An Introduction to Venture Capital Investing
Venture capital is private equity capital provided by professional investors to new, growth businesses. This usually takes the form of cash in exchange for shares. Arthur Trueger is a venture capitalist who makes such investments.
Venture capitalists review the technical and business opportunities of the proposed company. Usually they only invest in a small percentage of the business but continue to actively work with the company's management and contribute business savvy gained from previous experiences.
There are numerous types of investments with different levels of risks and rewards. Venture capital investing dates back to the mid-forties and in modern days it is well-known for many successes (and some failures) during the dot com boom era. Although it is a system that is quite different from the stock market, many investors find it more rewarding and more hands on in comparison. It meets the needs of investors looking for more than just simple shares in a company. Let us explore how venture capital investing works and who these investors are.

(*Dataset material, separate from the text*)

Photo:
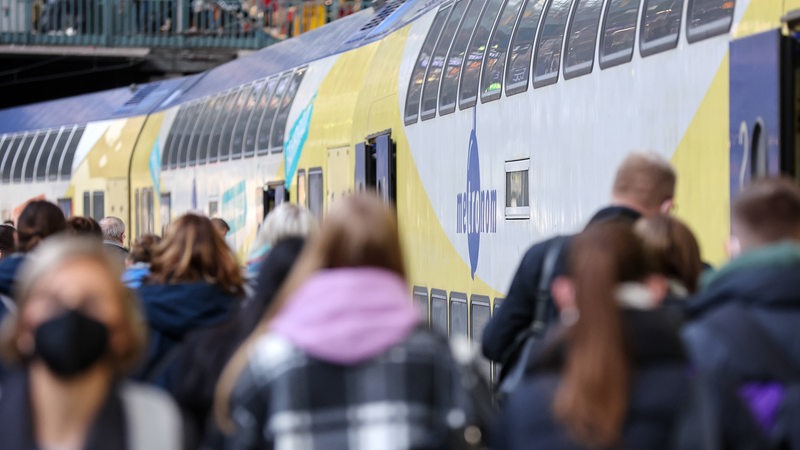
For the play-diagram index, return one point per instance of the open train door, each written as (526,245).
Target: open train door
(763,107)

How Does Venture Capital Work?
Quite simply, venture capital is private funding for an upcoming business or enterprise that is not yet publicly traded. These business ventures are usually very high risk and are unable to receive bank loans nor can they successfully appear on the traditional markets. This form of funding enables them to procure capital and pursue their intended operations. Venture capitalists provide this funding, in addition to their own expertise in technology, management, or other areas, in exchange for a set portion of the company’s returns and an actual say in the company’s future proceedings. Venture capital investing also includes firms that exist to bring venture capitalists together. These firms create a venture capital fund, which is a large pool of funding that is used to make investments. A VC firm may be private, independent, or affiliated with another financial institution. The fund the firm establishes makes a limited partnership between the members, which include one general partner and several limited partners. Firms create multiple funds, and each of these funds is given its own strategy and is managed as its members wish.